I want to commend Stars and Stripes for publishing “If gays can serve openly, will straights still want to?” (article, Nov. 18), regarding “don’t ask, don’t tell.” I thought it was balanced and informative.
Supporters of the DADT policy fear a mass heterosexual exodus from the military and poor recruiting if the policy is reversed and gays are allowed to serve openly. Other fears include decreased unit cohesion, decreased military performance and decreased moral discipline.
Many of our NATO allies, including Canada, the United Kingdom, Israel and Australia, have lifted their bans on allowing gays to serve openly in the military. What has their experience been? Did they see a mass heterosexual exodus, a mass “coming-out” of gay servicemembers, decreased unit cohesion, decreased military performance, decreased readiness, or a failure to recruit?
No, they didn’t.
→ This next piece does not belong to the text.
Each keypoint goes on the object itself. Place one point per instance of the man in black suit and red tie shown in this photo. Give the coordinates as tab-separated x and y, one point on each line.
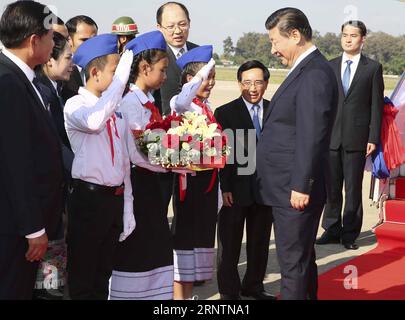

In a survey of more than 100 military experts, all agreed that the decision to lift the ban had absolutely no effect on any of these measures. Despite people’s fears, these scenarios just didn’t happen.
During opposition to President Harry Truman’s desegregation of the military, many of these same concerns were raised. Opposition came from high places, including Georgia Democratic Sen. Richard Russell Jr. But the fears were groundless, as experience has shown us. Desegregation of the military was the right thing to do − no matter that many people were uncomfortable with it, or that it was unpopular.
Just as it is unconscionable to fire someone based on race, it’s equally unjust to fire someone based on sexual orientation. We live in a country where we pledge to stand for “liberty and justice for all.” Let’s repeal “don’t ask, don’t tell” and make that pledge mean what we say.